O melodrama é um gênero sem nenhuma pretensão de pureza, pois a confusão

entre narrativa e vida é proposital. O gênero traz o intercâmbio entre os lugares do

autor, do leitor e dos personagens da história. Assim o melodrama acaba fazendo uma

paródia, das categorias estéticas clássicas, como a tragédia, o drama e o romance.

Segundo Silva, a natureza do melodrama é “a do impressionante e do exagero, e seus

discursos, como os sentimentos que suscita, exagerados ao extremo do paródico,

favorecem no espectador uma identificação fácil e uma catarse barata” (SILVA, 2010,

p. 103). Se considerarmos a existência “evolutiva” dos gêneros, podemos apontar que

na modernidade, para além das minisséries e telenovelas como expoentes

melodramáticos, têm-se também os realities shows.

As Matrizes Culturais e a Indústria

Expostas as matrizes culturais fundamentais, podemos apresentar de que forma o

melodrama e o folhetim foram sendo apropriados por outros modelos dando origem ao

que conhecemos como uma minissérie hoje.

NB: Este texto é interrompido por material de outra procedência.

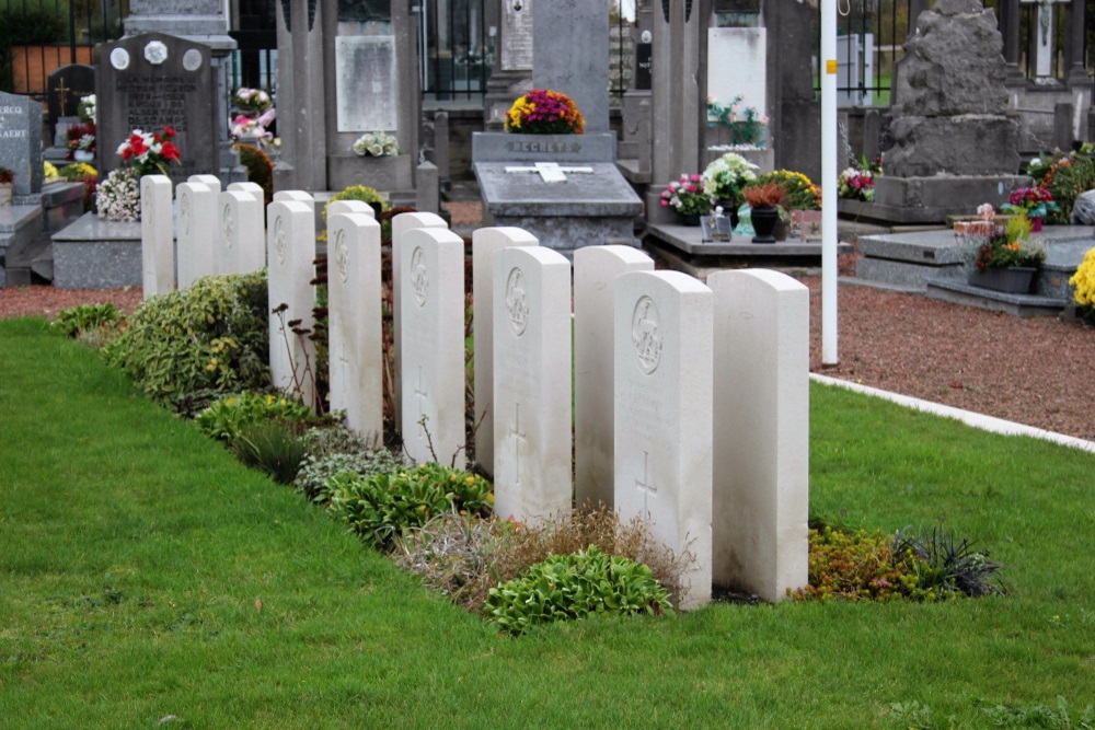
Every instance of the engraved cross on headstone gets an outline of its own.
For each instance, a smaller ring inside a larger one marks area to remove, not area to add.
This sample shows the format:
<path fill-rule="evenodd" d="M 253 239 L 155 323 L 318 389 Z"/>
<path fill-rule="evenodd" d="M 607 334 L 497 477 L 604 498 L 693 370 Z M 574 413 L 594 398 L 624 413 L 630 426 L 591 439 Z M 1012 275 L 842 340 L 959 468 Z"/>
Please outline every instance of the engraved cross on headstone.
<path fill-rule="evenodd" d="M 418 366 L 418 384 L 414 387 L 414 394 L 418 396 L 418 440 L 426 436 L 426 396 L 429 393 L 422 386 L 422 366 Z"/>
<path fill-rule="evenodd" d="M 540 174 L 540 178 L 545 183 L 565 183 L 566 174 L 591 175 L 592 167 L 561 167 L 557 162 L 535 162 L 533 166 L 506 165 L 507 173 L 534 172 Z"/>
<path fill-rule="evenodd" d="M 517 403 L 514 405 L 514 424 L 509 427 L 509 434 L 514 437 L 516 441 L 516 452 L 517 452 L 517 479 L 516 484 L 521 483 L 521 444 L 528 443 L 528 437 L 525 431 L 521 430 L 521 404 Z"/>
<path fill-rule="evenodd" d="M 1053 5 L 1065 4 L 1071 0 L 1019 0 L 1023 4 L 1038 5 L 1035 19 L 1037 35 L 1035 36 L 1035 74 L 1038 77 L 1053 76 Z M 1031 28 L 1031 31 L 1035 28 Z"/>
<path fill-rule="evenodd" d="M 657 498 L 658 488 L 650 480 L 650 453 L 643 452 L 643 478 L 635 477 L 635 486 L 643 493 L 643 509 L 649 511 L 650 498 Z"/>

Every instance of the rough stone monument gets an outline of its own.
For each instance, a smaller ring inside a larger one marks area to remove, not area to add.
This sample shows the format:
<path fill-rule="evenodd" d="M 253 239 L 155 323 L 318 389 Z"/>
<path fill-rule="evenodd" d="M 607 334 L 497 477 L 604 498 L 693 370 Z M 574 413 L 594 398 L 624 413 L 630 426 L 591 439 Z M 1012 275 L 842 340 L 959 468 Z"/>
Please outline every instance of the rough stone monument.
<path fill-rule="evenodd" d="M 103 46 L 99 61 L 100 164 L 122 164 L 114 153 L 134 129 L 175 130 L 181 164 L 173 184 L 191 175 L 220 171 L 216 76 L 208 46 L 163 33 L 146 33 Z"/>
<path fill-rule="evenodd" d="M 1002 48 L 980 0 L 938 0 L 920 14 L 896 73 L 894 147 L 865 215 L 940 222 L 999 206 L 1028 182 L 1016 174 L 1021 127 L 1007 114 Z"/>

Um elemento identitário importante que se

acoplou as telenovelas e, sobretudo às minisséries foi a soa-opera americana. Esse

modelo de negócios deu ao mercado brasileiro o entendimento de como as narrativas

seriadas ficcionais deveriam ser desenvolvidas para a geração de lucros.

A partir de Barbero (2015) e suas leituras ideológicas entende-se que é

necessário mudar as problemáticas recorrentes para se que se entenda a vastidão do

popular. É preciso compreender o popular não como aquilo que somente dá prazer, mas

também por meio de dinâmicas muito mais profundas de memória e dos imaginários.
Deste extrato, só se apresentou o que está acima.